So we took a break in Saint Anne, Quebec. Got a motel room and did nothing for a day. You'd actually be amazed how doing nothing, can feel so amazing after being continuously active.
After fuelling up on energy (and fuel), we continued on to the Gaspésie National Park (where we saw that lovely moose!), crossed the St Lawrence River, visited the lovely town of Tadoussac and started driving inlands to Saguenay. That's where we had our first uncomfortable van life experience. As we were just falling asleep on a river shore rest area, five inebriated guys started showing interest to our van (I know it's the coolest, most badass van ever, but guys, privacy!). They tried opening doors, which thankfully were locked, shone light inside - which triggered an immense amusement and thrill to their game. Us, on the other side, not so amused, terrified and half asleep, did not have the reflex to drive off. Their festivity rose to another level when they tried to take air out of our tires. Eventually they found a more interesting occupation and left us alone. But even after driving away to another spot, that night, neither of us could fall back asleep.

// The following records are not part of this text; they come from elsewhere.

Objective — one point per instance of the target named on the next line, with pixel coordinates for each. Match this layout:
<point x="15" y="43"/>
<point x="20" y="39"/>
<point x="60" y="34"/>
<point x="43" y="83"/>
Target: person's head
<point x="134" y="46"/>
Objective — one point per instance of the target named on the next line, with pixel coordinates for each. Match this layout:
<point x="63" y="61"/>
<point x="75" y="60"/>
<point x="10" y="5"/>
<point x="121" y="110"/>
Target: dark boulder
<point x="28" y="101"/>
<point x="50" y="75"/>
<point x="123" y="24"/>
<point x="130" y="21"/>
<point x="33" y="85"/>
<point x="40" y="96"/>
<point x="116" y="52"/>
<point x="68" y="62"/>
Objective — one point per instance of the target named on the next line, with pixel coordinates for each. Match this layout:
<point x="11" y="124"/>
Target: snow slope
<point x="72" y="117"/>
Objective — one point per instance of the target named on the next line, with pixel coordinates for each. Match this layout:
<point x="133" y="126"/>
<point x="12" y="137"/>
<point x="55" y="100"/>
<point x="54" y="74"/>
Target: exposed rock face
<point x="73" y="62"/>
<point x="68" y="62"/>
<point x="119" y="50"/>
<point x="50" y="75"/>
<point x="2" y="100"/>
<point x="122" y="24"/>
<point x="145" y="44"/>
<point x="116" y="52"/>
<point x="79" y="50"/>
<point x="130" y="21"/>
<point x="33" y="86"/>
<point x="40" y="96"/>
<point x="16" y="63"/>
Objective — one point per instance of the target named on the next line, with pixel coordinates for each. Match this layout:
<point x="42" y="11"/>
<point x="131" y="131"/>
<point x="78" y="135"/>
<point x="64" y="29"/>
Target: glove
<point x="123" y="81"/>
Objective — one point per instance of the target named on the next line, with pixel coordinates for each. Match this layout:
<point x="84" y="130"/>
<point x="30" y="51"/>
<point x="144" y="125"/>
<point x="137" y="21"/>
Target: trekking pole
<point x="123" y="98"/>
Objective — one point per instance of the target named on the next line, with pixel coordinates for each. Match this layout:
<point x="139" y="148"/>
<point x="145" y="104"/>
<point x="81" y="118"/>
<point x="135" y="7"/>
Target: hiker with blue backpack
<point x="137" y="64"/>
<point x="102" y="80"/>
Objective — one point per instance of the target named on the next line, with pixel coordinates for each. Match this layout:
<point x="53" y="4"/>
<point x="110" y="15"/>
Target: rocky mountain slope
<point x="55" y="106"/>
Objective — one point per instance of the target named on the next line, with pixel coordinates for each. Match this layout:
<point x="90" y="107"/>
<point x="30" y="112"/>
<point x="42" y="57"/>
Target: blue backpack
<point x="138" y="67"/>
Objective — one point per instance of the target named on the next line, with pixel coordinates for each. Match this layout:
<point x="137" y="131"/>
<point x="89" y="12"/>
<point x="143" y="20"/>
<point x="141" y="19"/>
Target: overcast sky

To sum up, week five was a roller coster of emotions - first excited, then tired, then frightened. We felt like we needed a another, longer break, so we decided to drive up to Michigan, where Kevin's relative were living. We spend all of week six there, which was absolutely unplanned and made the trip take another direction (no pun intended). I'll tell you more about it in the next chapter.
As a final note I have to say that I had being going back and forth on wether to detail week five on here or not. But I feel like the truth always wins. Even if it doesn't look as dreamy and perfect as the video. Or maybe that's exactly why I write these articles: to balance it out, telling you about real life moments.